Les choses simples de la vie

vegetaciones

 

Ernst Hesse est sculpteur, créateur d’objets, dessinateur, il travaille le médium photographie et met en relation les oeuvres de différentes catégories sans que cala fasse disparaître l’autonomie de chacune de oeuvres le concept de „dialogue“, dont Hesse lui-même s’inspire et qui d’ailleurs s’applique également à son engagement social de communication, touche très exactement cette simultanéité.

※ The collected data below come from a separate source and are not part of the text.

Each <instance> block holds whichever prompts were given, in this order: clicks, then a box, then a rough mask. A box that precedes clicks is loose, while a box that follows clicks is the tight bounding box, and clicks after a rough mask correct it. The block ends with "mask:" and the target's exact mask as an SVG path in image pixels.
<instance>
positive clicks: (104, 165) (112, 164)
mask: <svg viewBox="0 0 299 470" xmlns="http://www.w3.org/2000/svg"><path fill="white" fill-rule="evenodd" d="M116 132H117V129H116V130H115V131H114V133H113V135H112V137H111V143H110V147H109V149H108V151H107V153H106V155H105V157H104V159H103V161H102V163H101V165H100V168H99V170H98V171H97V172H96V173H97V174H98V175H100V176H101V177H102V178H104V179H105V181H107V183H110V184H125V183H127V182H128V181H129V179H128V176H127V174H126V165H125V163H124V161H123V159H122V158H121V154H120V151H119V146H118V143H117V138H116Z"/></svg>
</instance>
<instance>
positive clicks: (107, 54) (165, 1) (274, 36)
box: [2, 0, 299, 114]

Formé auprès de Erich Reusch à la „Düsseldorfer Akademie“, Hesse réalise des ooeuvres plastiques avec une technique qui s’oriente d’après formes èlèmentaires, surtout en fer et en bronze; plus rarement c’est le moule en plâtre qui est exposé avec le haptisme et la tonalité propres à matériau. Parfois des èlèments sont disposés au même niveau l’unen face de l’autre ou en bien différents objets stéréométriques se suivent de façon additive.Ils s’interpénètrent, vont à la rencontre l’un de l’autre dans leur movement latent, les axes semblent déplacés, toute immobilité est relative,toutefois sans effet dramatique. Ils se tiennent en équilibre et font parfois penser à des natures mortes: „La mise en application d’ inventions Archimboldiennes“ a écrit Ingrid Severin (Catalogue Düsseldorf 1990). La plupart du temps les plastiques imposent leur volume, les formes des plantes et les fruits, par exemple pour les essaims d’abeilles et les cocons. Hesse a nommé un groupe de ses plastiques „vegetaciones“. Et de fait cet intérêt pour les formes résume les différents ensembles de création et exprime leur unité.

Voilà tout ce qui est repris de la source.